Mesenchymal Stem Cell-Derived Extracellular Vesicles Attenuate Pro-Inflammatory Macrophage Polarization: Comparison of Matrix-Bound and Small Extracellular Vesicles.

Macrophages play a crucial role in regulating immune responses, inflammation, and tissue repair. Depending on environmental cues, they polarize into pro-inflammatory M1 or anti-inflammatory, pro-regenerative M2 phenotypes. Extracellular vesicles (EVs) derived from mesenchymal stem/stromal cells (MSCs) have emerged as key mediators of intercellular communication and immune modulation. This study investigates the effects of matrix-bound vesicles (MBVs) and small extracellular vesicles (sEVs) derived from human umbilical cord MSCs (UC-MSCs) on human monocyte-derived macrophages (MDMs) in vitro. Both MBVs and sEVs reduced pro-inflammatory activation of M1 macrophages, downregulating the expression of CXCL10 and CD86 while increasing the M2 marker CD206. MBVs exerted a stronger suppressive effect on M1 MDM phenotype markers as well as on STAT1, STAT2, and IRF9 mRNA levels in M1 macrophages, indicating the inhibition of the JAK/STAT1 signaling pathway involved in the pro-inflammatory activation of macrophages. Functionally, both vesicle types enhanced phagocytosis of FITC-labeled E. coli by M1 and M0_GM macrophages, promoting a shift toward an M2-like phenotype.

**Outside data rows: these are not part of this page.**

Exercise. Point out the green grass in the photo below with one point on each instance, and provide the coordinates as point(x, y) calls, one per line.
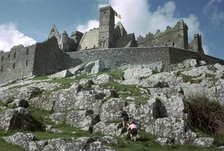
point(117, 74)
point(43, 77)
point(127, 91)
point(147, 143)
point(18, 86)
point(4, 146)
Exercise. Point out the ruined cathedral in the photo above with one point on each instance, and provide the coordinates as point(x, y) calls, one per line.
point(109, 43)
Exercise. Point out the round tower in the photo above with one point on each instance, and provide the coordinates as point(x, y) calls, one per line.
point(106, 27)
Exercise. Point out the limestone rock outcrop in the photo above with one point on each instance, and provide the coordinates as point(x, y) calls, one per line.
point(154, 96)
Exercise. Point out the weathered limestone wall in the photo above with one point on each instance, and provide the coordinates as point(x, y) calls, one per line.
point(178, 55)
point(173, 37)
point(17, 63)
point(89, 40)
point(49, 58)
point(116, 57)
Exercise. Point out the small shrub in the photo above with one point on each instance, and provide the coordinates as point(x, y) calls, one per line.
point(206, 115)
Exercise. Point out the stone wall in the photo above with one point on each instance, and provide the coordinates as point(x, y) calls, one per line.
point(49, 58)
point(116, 57)
point(171, 37)
point(178, 55)
point(17, 63)
point(89, 40)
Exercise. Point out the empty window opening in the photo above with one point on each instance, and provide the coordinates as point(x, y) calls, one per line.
point(14, 55)
point(14, 65)
point(27, 62)
point(27, 51)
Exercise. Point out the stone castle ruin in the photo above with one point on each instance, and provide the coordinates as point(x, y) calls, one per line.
point(109, 43)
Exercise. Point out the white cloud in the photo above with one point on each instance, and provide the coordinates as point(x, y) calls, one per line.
point(138, 18)
point(10, 36)
point(89, 25)
point(213, 10)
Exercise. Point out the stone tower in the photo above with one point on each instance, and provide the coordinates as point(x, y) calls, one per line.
point(64, 41)
point(198, 44)
point(106, 27)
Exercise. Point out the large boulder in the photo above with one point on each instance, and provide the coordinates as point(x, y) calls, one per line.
point(95, 67)
point(21, 139)
point(61, 74)
point(19, 118)
point(30, 143)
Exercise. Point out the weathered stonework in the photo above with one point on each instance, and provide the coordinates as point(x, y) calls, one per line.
point(109, 43)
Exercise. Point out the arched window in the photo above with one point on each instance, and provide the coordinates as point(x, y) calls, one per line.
point(27, 62)
point(101, 44)
point(14, 65)
point(27, 51)
point(14, 55)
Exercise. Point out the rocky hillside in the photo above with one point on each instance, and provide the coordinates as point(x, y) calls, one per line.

Moreover, MBVs and sEVs attenuated reactive oxygen species (ROS) production, with sEVs showing a more pronounced effect both on ROS generation and on the expression of NOX2 complex subunits (p47^phox, p67^phox) in M1 macrophages. These findings demonstrate that MBVs and sEVs from UC-MSCs possess distinct yet complementary immunomodulatory and antioxidant properties on MDMs, suggesting their potential as promising cell-free therapeutic agents for inflammatory and degenerative diseases.